For some, the name may conjure images of a character from Game of Thrones, protecting the realm from the evil to the north. But, the Keeper is actually a fairly important National Park Service (NPS) official and has a significant role under the National Historic Preservation Act (NPHA)—the Keeper of the National Register of Historic Places.

The Keeper is responsible for the National Register—“an authoritative guide … to identify the Nation’s cultural resources and to indicate what properties should be considered for protection from destruction or impairment.” 36 C.F.R. § 60.2. “Properties” can include anything from sites and structures to “significant objects.” There are over 90,000 individual properties currently listed in the National Register, each of which can introduce a regulatory hurdle to clear before nearby construction may begin on a project your company plans to undertake. Some of these properties are widely recognized. The majority, however, are relatively unknown outside of the area in which they are located.

As a practical matter, properties begin their journey to listing on the National Register on a standardized form. These forms are typically submitted to the Keeper by a state historic preservation officer. But, in some circumstances, the process begins when a federal agency considering a major infrastructure or other project identifies a particular property as potentially eligible for listing on the National Register. Then the Keeper takes over. After evaluating certain specific criteria, she or he publishes a notice in the Federal Register that the property is under consideration for listing.

The NHPA, which establishes the basis for the Keeper’s review, does not require a general public comment period to assist the Keeper’s decision-making process.

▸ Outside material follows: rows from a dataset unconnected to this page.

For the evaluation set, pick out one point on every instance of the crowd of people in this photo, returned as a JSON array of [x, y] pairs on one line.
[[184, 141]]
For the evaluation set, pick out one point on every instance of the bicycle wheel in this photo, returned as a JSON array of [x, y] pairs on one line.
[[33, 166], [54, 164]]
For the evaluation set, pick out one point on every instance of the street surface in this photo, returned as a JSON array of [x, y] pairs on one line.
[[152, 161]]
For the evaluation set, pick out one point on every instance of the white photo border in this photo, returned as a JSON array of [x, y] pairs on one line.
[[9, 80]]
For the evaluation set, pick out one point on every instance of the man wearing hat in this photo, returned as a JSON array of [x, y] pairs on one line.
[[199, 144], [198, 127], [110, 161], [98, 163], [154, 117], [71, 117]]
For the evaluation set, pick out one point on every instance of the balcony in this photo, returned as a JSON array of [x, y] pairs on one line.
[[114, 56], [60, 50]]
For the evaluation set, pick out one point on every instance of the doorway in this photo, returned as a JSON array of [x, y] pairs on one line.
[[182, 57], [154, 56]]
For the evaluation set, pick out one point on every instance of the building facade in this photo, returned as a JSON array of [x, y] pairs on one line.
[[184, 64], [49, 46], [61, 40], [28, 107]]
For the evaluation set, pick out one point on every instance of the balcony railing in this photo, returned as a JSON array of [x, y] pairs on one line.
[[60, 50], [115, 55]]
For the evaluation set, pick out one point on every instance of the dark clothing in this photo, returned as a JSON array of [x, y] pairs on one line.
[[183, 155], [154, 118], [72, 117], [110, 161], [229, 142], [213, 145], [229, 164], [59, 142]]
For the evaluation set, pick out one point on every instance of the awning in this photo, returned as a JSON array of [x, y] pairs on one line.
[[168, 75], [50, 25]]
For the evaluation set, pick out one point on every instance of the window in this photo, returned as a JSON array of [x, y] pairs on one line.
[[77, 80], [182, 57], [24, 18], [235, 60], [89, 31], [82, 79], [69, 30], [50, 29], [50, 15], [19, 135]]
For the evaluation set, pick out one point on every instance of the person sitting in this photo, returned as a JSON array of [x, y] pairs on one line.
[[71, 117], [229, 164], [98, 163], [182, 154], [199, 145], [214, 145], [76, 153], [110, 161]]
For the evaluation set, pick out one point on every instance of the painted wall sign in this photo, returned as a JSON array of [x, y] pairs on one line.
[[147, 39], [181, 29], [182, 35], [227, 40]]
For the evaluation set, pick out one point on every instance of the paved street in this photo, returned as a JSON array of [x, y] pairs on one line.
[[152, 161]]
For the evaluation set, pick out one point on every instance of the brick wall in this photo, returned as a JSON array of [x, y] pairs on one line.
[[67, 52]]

The NPS’s regulations, in turn, contemplate a truncated 15-day comment period after publication, which may be “shortened or waived” when found by the Keeper to be “necessary to assist in the preservation of historic properties.” Then, within 45 days of publishing the notice in the Federal Register, the Keeper makes her or his determination based on specific criteria: list or don’t list. Of course, the Keeper has support staff, but this staff is quite lean, usually consisting of one or two reviewers in charge of a large swath of individual states.

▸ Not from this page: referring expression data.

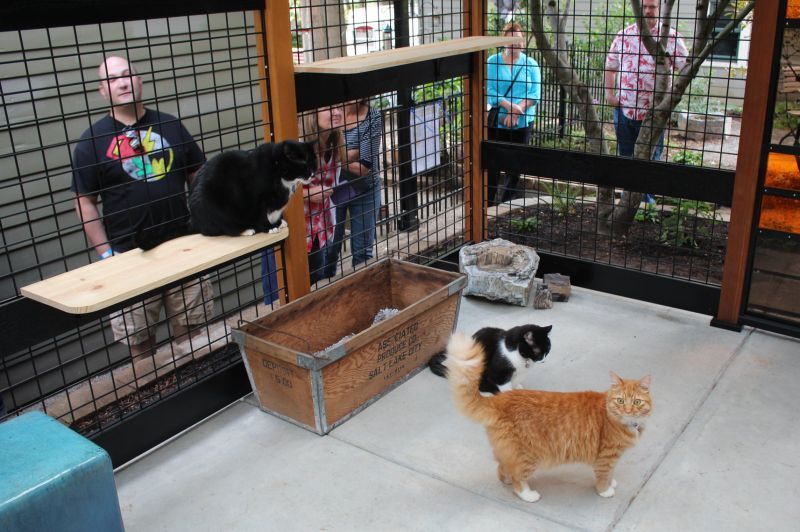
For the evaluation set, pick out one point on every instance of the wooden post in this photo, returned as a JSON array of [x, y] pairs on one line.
[[751, 143], [278, 41], [474, 230]]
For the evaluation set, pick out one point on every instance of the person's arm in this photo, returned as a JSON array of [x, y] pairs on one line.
[[612, 67], [89, 215], [492, 83], [610, 78], [369, 145]]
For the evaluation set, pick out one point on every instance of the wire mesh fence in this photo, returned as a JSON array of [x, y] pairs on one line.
[[195, 84], [207, 72], [597, 84]]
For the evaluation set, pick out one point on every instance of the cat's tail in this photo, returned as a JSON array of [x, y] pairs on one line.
[[155, 236], [436, 363], [465, 361]]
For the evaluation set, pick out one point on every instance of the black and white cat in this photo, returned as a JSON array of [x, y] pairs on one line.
[[507, 352], [241, 192]]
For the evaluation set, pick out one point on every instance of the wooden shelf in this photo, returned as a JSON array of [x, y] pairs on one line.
[[402, 56], [102, 284]]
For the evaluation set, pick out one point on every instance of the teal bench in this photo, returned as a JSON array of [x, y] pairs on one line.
[[54, 479]]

Listing a property, or determining that the property is eligible for listing, can lead to lengthy, mandatory procedures for project developers and permitting agencies. Projects that may have an effect on a listed or eligible-to-be-listed property require consultation with another federal agency—the Advisory Council on Historic Preservation (ACHP). The ACHP has its own set of regulations detailing a multi-step comment and consultation process, the result of which is often a Memorandum of Agreement between various entities, such as the project developer, ACHP, state historic preservation officer and the relevant permitting agency. Obviously, these processes take time—time that may not have been fully accounted for in a carefully sequenced project schedule, especially when historic properties are not identified early in the planning process.

While important, proper consideration of historic properties—whether they are listed on the National Register before project development or they are added to the National Register during project development—can be a lengthy process. In light of the impact from the Keeper’s listing decision, and the limited opportunity for the public (including the project proponent) to participate in her or his decision-making process, it is imperative to the success of any major project that project proponents and counsel keep an eye out for potential listings that could impact projects, participate in the decision-making process, and identify and address potential delays resulting from listed or candidate properties early in the life of a project.